Polskie służby wiedziały, że na terenie Ośrodka Szkolenia Agencji Wywiadu w Starych Kiejkutach będą przetrzymywani członkowie Al-Kaidy – ustaliła “Panorama” TVP2. Informacje pochodzą od wysokiego rangą oficera wywiadu polskiego.
Tożsamość oficera została potwierdzona przez reportera “Panoramy”. Oficer Agencji Wywiadu złożył swoje oświadczenia w formie pisemnej.
Strona polska miała zażądac od Amerykanów, by więźniowie byli traktowani jako jeńcy wojenni, do czego strona Amerykańska się zobowiązała. Gdy sprawdzenie, co dzieje się z więźniami, okazało się niemożliwe, Polacy zażądali zamknięcia ośrodka.
CIA nie chciała przetrzymywać więźniów na swoim terytorium, gdyż zbyt łatwo mogłoby wyjśc na jaw, co się w nich dzieje. Dlatgo właśnie zwrócono się w tej sprawie do Polski.
Jak ustalił reporter “Panoramy” TVP2, Amerykanie nie podpisali jednak dokumentu, w którym zobowiązywaliby się do niestosowania tortur.
Po pół roku, gdy dowiedzenie się przez polskie służby, co się dzieje na terenie ośrodka, okazało się niemożliwe, strona Polska zażądała zamknięcia go i wycofania amerykańskiego personelu.
Ponadto, Agencja Wywiadu miała otrzymać znacznie więcej pieniędzy niż wspomniane wcześniej w mediach 15 czy też 30 mln dolarów. Przekazywanie pieniędzy miało miejsce jednak przed udostępnieniem Amerykanom ośrodka w Starych Kiejkutach, jak i po jego zamknięciu. Polska otrzymywała je rzekomo na “prowadzenie wojny z terroryzmem”.
“Panroama” TVP2 / wp.pl / Kresy.pl
Ciekawe kto stał na bramie i pilnował obiektów a także zajmował się całą obsługą jednostki w Kiejkutach?

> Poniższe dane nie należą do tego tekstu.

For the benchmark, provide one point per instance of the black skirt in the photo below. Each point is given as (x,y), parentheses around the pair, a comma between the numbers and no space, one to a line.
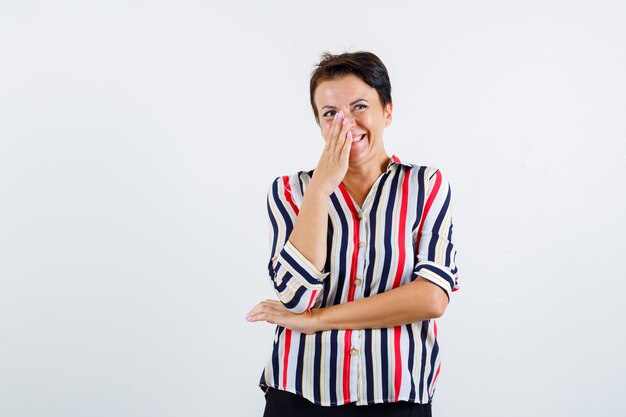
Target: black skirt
(279,403)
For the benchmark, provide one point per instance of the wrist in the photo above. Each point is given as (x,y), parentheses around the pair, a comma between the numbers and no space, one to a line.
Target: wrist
(315,315)
(317,189)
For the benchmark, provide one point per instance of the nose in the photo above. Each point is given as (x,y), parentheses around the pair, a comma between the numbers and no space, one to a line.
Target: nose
(348,115)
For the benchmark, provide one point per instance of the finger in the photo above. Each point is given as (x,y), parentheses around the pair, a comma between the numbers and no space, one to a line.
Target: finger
(328,134)
(336,129)
(341,140)
(345,151)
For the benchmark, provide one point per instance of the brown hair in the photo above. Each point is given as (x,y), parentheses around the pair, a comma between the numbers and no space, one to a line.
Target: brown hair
(365,65)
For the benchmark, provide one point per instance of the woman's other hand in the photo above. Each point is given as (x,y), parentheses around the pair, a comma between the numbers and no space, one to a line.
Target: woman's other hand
(273,311)
(333,164)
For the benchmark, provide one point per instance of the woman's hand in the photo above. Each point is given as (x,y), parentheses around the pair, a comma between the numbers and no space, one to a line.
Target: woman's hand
(333,163)
(275,312)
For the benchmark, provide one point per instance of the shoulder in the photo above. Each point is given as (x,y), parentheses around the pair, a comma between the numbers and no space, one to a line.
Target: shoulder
(430,177)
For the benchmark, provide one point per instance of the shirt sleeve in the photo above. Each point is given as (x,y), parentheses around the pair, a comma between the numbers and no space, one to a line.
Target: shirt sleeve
(297,282)
(436,253)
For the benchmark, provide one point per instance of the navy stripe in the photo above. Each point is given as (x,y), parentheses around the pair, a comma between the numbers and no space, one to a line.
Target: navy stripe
(369,273)
(436,227)
(409,331)
(433,359)
(388,236)
(369,366)
(449,248)
(423,335)
(315,370)
(297,296)
(440,272)
(343,252)
(420,197)
(275,359)
(332,377)
(281,207)
(293,264)
(384,363)
(328,282)
(300,364)
(317,363)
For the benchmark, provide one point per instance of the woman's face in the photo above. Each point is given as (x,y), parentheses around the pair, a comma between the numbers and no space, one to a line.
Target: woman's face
(361,105)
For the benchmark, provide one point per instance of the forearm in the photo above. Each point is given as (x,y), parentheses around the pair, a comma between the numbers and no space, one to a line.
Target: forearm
(410,303)
(310,230)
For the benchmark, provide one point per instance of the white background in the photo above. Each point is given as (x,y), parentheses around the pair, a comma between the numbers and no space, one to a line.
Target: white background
(138,140)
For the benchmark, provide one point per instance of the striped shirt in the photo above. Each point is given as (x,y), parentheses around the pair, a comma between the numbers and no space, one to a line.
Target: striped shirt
(403,230)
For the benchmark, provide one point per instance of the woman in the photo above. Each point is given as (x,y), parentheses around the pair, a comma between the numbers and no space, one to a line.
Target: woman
(362,262)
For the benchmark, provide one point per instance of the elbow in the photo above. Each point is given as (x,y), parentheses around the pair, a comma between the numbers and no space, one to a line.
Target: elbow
(438,304)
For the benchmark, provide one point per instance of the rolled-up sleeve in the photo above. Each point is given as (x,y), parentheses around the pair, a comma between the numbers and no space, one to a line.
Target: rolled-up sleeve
(296,281)
(436,253)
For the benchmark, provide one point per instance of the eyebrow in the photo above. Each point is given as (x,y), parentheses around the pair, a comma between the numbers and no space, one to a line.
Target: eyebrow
(354,102)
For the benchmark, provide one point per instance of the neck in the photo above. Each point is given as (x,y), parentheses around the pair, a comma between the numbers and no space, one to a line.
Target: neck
(368,171)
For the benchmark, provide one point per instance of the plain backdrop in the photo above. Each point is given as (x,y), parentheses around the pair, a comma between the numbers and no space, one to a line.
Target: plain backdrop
(138,140)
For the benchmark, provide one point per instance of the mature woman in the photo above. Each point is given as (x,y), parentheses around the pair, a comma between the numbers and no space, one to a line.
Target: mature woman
(362,262)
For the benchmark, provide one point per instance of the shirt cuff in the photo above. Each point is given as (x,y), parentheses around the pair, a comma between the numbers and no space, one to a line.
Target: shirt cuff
(299,266)
(438,275)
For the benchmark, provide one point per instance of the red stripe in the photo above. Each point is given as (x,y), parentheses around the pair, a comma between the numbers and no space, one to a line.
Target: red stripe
(351,291)
(286,357)
(289,198)
(396,282)
(429,203)
(288,195)
(311,300)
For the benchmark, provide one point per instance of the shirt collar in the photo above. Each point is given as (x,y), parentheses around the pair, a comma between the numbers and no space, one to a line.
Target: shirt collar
(393,161)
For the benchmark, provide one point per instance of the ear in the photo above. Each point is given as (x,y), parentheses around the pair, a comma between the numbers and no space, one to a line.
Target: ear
(387,113)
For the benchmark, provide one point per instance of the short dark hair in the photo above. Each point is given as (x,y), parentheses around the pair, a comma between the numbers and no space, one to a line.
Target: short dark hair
(365,65)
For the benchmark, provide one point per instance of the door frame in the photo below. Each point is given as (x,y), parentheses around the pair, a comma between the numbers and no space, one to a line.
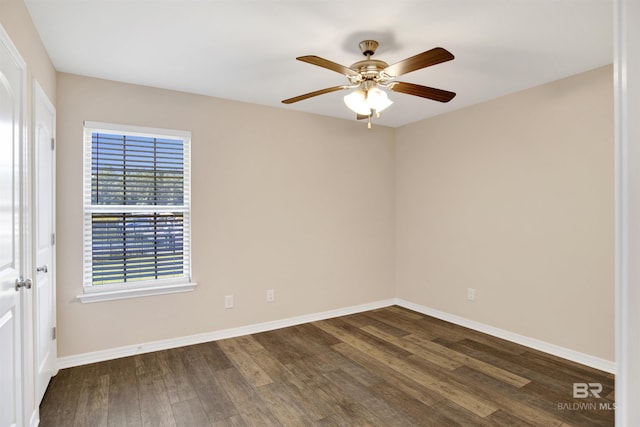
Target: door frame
(27,412)
(39,96)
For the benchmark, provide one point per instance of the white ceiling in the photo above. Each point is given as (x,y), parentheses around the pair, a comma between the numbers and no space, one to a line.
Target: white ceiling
(245,50)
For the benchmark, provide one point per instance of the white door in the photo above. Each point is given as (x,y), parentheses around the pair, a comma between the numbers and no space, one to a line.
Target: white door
(12,227)
(44,296)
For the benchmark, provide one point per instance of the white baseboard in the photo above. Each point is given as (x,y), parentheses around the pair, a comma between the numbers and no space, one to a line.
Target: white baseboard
(131,350)
(565,353)
(556,350)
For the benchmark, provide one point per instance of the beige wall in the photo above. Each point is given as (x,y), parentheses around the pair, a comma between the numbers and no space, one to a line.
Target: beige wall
(281,200)
(515,198)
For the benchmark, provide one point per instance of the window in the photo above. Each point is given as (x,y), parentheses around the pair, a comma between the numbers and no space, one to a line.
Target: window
(137,237)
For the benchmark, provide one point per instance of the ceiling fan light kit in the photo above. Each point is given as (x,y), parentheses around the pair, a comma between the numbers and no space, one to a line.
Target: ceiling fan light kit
(371,77)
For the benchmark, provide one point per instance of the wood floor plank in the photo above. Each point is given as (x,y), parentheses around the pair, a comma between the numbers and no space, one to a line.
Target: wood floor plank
(93,403)
(190,413)
(244,398)
(384,367)
(155,406)
(58,407)
(124,403)
(244,363)
(414,348)
(463,359)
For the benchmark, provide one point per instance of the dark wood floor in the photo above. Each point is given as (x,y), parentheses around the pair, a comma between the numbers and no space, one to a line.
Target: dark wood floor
(386,367)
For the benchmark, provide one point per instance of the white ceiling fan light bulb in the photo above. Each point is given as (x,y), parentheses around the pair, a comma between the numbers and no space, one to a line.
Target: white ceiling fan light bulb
(357,102)
(377,99)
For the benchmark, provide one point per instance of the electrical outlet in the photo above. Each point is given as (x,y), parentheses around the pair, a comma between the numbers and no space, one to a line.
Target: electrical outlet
(228,301)
(471,294)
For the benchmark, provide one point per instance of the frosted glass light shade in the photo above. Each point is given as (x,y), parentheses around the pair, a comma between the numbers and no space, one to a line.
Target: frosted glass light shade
(357,102)
(378,99)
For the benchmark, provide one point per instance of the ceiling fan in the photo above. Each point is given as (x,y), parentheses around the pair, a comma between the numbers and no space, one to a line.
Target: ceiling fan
(370,76)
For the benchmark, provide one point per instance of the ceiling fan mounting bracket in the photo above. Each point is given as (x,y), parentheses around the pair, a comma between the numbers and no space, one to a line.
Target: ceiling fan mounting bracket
(368,47)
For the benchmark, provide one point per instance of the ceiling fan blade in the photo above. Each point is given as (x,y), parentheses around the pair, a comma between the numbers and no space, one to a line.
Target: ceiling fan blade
(421,60)
(330,65)
(423,91)
(315,93)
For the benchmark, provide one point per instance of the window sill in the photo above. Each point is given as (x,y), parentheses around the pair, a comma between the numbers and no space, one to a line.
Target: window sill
(110,295)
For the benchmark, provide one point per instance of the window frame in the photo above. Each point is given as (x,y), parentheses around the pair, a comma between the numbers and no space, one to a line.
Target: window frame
(104,292)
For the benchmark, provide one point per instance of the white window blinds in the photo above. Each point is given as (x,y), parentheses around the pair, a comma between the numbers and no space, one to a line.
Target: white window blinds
(136,206)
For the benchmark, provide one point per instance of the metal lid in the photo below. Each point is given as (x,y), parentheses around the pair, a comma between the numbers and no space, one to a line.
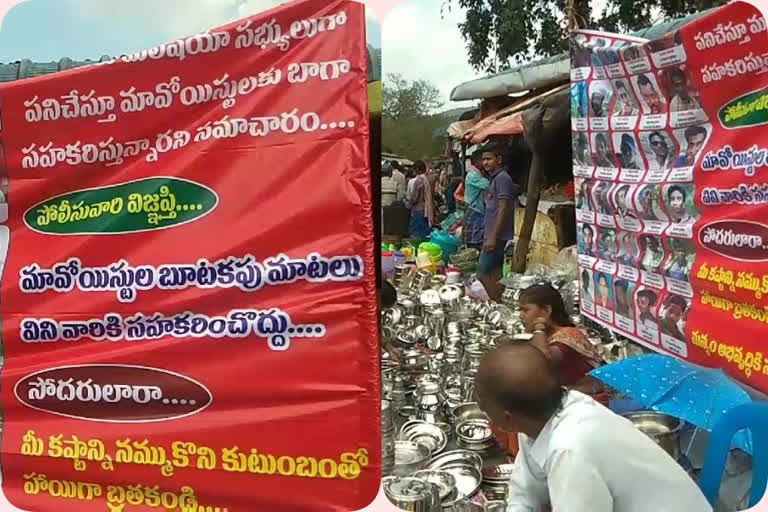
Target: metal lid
(408,452)
(408,489)
(502,473)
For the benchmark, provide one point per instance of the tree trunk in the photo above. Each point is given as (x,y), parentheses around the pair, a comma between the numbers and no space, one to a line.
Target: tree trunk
(531,209)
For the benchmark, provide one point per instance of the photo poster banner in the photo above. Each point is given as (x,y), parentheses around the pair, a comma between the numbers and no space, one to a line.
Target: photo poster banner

Historyjka o braku możliwości sprawdzenia co tam wyprawiają Pindusy, którzy nie chcieli dokonywać przestępstw na własnym terytorium mocno naciągna.
Tłumaczenie tego oficerka przypomina mi tłumaczenie się z kilometrówek Hofmana, Giżyńskiego, Zdradka Sikorskiego i innych złodziei.